A very strange thing is although currently the indexing speed is only ~20/s, the IO wait is very high almost 70%. And mostly are read traffic. Through nfsiostat, current read speed is about 200Mbps! So basically, to index every log entry, it will read about 10Mbits of data which is insane because the average length of our log entry is less than 10K. So, I took a jstack dump of the elastic search, here's the result of one RUNNING thread:

    "elasticsearch[somestupidhostname][bulk][T#3]" daemon prio=10 tid=0x00007f230c109800 nid=0x79f6 runnable [0x00007f1ba85f0000]
       java.lang.Thread.State: RUNNABLE
            at sun.nio.ch.FileDispatcherImpl.pread0(Native Method)
            at sun.nio.ch.FileDispatcherImpl.pread(FileDispatcherImpl.java:52)
            at sun.nio.ch.IOUtil.readIntoNativeBuffer(IOUtil.java:220)
            at sun.nio.ch.IOUtil.read(IOUtil.java:197)
            at sun.nio.ch.FileChannelImpl.readInternal(FileChannelImpl.java:730)
            at sun.nio.ch.FileChannelImpl.read(FileChannelImpl.java:715)
            at org.apache.lucene.store.NIOFSDirectory$NIOFSIndexInput.readInternal(NIOFSDirectory.java:179)
            at org.apache.lucene.store.BufferedIndexInput.refill(BufferedIndexInput.java:342)
            at org.apache.lucene.store.BufferedIndexInput.readByte(BufferedIndexInput.java:54)
            at org.apache.lucene.store.DataInput.readVInt(DataInput.java:122)
            at org.apache.lucene.store.BufferedIndexInput.readVInt(BufferedIndexInput.java:221)
            at org.apache.lucene.codecs.blocktree.SegmentTermsEnumFrame.loadBlock(SegmentTermsEnumFrame.java:152)
            at org.apache.lucene.codecs.blocktree.SegmentTermsEnum.seekExact(SegmentTermsEnum.java:506)
            at org.elasticsearch.common.lucene.uid.PerThreadIDAndVersionLookup.lookup(PerThreadIDAndVersionLookup.java:104)
            at org.elasticsearch.common.lucene.uid.Versions.loadDocIdAndVersion(Versions.java:150)
            at org.elasticsearch.common.lucene.uid.Versions.loadVersion(Versions.java:161)
            at org.elasticsearch.index.engine.InternalEngine.loadCurrentVersionFromIndex(InternalEngine.java:1002)
            at org.elasticsearch.index.engine.InternalEngine.innerCreate(InternalEngine.java:277)
            - locked <0x00000005fc76b938> (a java.lang.Object)
            at org.elasticsearch.index.engine.InternalEngine.create(InternalEngine.java:256)
            at org.elasticsearch.index.shard.IndexShard.create(IndexShard.java:455)
            at org.elasticsearch.action.bulk.TransportShardBulkAction.shardIndexOperation(TransportShardBulkAction.java:437)
            at org.elasticsearch.action.bulk.TransportShardBulkAction.shardOperationOnPrimary(TransportShardBulkAction.java:149)
            at org.elasticsearch.action.support.replication.TransportShardReplicationOperationAction$AsyncShardOperationAction.performOnPrimary(TransportShardReplicationOperationAction.java:515)
            at org.elasticsearch.action.support.replication.TransportShardReplicationOperationAction$AsyncShardOperationAction$1.run(TransportShardReplicationOperationAction.java:422)
            at java.util.concurrent.ThreadPoolExecutor.runWorker(ThreadPoolExecutor.java:1145)
            at java.util.concurrent.ThreadPoolExecutor$Worker.run(ThreadPoolExecutor.java:615)
            at java.lang.Thread.run(Thread.java:745)

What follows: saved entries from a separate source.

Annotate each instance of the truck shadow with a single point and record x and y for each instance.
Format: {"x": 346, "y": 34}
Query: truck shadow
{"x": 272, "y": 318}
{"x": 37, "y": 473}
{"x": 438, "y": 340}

Can anyone tell me what is elastic search doing and why the indexing is so slow? And is it possible to improve it?

1
performanceelasticsearchlogstashelastic-stack
You have a handful of components, each of which can be slow. Unless you setup a stand-alone test of a bulk insert of data into elasticsearch, the culprit could easily be logstash, redis, etc. - Alain Collins
Also, post your logstash config; I have a theory. - Alain Collins
@AlainCollins I have added the config in the post. BTW, I don't think Redis or logstash is the problem. Because, through iotop, I can see most IOs are consumed by elasticsearch. - 张新峰

1 Answers

0
votes

It may not be entirely responsible for your poor performance, but check out the batch_size option for redis. I'll bet it'll get better if you're pulling more than 1 document from redis at a time.